Every person has a hobby they are dedicated to. Whether it is reading, writing, gaming, or cooking, the passion, and love for it would always push that person towards preserving and improvising that activity.
However, when it comes to hobbies involving living things, you must follow every rule in the book, whether it involves plants in the garden or fish in the aquarium.
When it comes to aquariums, who doesn’t love colorful, unique fish in a giant water tank with underwater plants and props? It looks lovely, but you must put extra care and effort into making it look that way.
Why Do You Need a Fish Tank Filter?
Just like we humans require clean and hygienic air to breathe, fish also need fresh, clean water to breathe. One of the most essential parts of fish keeping is the maintenance of the fish tank. This mainly includes proper filtration and cleaning the tank.
So why do we need a fish tank filter? Here are a few facts, especially for beginning fish keepers.
- The primary purpose of the filter in your aquarium is to remove free-floating particulates, fish waste, dangerous chemicals, excess food particles, and decaying organic matter
- It is used to prevent ammonia poisoning, which is the poisoning of fish due to the excessive presence of fish waste in the water that they are continually excreting into
- Filtrations such as biological filtration will remove the presence of harmful bacteria and microorganisms
- Filtration also prevents cloudy aquarium water that is caused due to the presence of decaying food, floating particulates, and other organic matter
How to Set Up a Fish Tank Filter
Once you’ve settled for the type of filter you need for the aquarium, now comes the important part — how to install it. You must have dozens of questions. One frequently asked is, should the filter be installed underwater or remain above it? Fear not, you’ll have all your questions answered by following these simple steps for installing a fish tank filter.
1. Set up and assembly
Start off by assembling and setting up the filter but don’t plug it in. Follow the steps on your filter’s instruction manual, and it’ll be easy. Now set up the temperature control system of your tank, and you are good to go for the next step.
2. Gravel and aquascaping
It is recommended that if you aren’t using biological filtration, then two to three inches of gravel would be adequate as it would provide stability. The minimum estimation is about two pounds of gravel per gallon of water. Make sure to rinse and stir the gravel continuously in a bucket before pouring it into the aquarium.
3. Installing the filter
Now comes the main part; installing your fish tank filter. Once the assembly and graveling are done, place the filter into the tank under the gravel for under gravel filters. Make sure the lift tubes are correctly fitted before filling the tank with water. Don’t turn on the filter until you’ve attached the pump airlines and powerhead.
4. Turn on your filter
After a final check, turn on your filter when the tank is filled with adequate water.
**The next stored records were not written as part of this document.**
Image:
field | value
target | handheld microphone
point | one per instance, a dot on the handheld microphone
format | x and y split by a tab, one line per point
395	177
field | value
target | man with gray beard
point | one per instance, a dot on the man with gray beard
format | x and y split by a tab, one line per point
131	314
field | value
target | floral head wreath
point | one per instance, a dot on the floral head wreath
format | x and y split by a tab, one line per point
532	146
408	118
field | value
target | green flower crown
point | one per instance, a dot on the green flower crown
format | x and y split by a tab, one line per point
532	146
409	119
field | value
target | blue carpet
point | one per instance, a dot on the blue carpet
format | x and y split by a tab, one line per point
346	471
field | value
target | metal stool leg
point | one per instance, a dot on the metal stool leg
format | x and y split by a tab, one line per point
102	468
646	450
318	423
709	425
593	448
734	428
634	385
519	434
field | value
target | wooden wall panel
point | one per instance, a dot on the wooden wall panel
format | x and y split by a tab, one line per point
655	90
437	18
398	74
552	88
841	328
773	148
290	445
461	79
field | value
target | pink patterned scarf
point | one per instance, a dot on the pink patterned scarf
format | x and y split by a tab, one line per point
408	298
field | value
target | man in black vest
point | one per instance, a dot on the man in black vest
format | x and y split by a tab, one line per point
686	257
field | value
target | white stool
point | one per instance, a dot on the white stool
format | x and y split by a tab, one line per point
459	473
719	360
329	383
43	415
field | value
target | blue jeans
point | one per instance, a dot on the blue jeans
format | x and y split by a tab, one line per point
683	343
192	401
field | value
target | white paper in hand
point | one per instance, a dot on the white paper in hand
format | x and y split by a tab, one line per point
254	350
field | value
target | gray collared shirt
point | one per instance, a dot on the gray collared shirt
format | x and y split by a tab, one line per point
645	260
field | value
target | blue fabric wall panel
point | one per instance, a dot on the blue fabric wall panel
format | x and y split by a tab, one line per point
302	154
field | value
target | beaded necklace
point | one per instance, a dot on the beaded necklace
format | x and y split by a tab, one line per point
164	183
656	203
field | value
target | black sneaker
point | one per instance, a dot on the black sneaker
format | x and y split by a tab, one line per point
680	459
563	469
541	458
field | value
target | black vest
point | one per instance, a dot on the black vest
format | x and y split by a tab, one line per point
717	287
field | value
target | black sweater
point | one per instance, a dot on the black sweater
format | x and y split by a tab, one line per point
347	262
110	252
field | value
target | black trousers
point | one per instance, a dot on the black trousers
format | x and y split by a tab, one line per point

Should a Fish Tank Filter be Under Water?
This option totally depends on the type of filter you are using. You can also use external water filters that are mounted on the water tank in order to work. However, if you aren’t using that type of filter, then it’s recommended that you submerge it.
If you place it at the top, then, because of the water level drop due to evaporation, the filter will be exposed, and it may stop functioning correctly. This should be kept in mind, especially for internal filters.
Things to Keep in Mind
- Make sure there is always water in the pump chamber to avoid the filter pulling in the air instead
- Keep an eye on your bubble walls and make sure they are not located directly under the intake tube. Your filter may stop working or even make noise if the bubbles go up the main tube
- Always be aware of the water level as it should be on the level recommended for your fish tank filter. Remember, most filters require the water level to be around one inch from the lip of the filter
- Do not use sand; always use gravel for your aquarium.
At the end of the day, it comes down to the type of filter that you have. Remember to read the instructions that come with your fish tank filter to ensure that you install it correctly.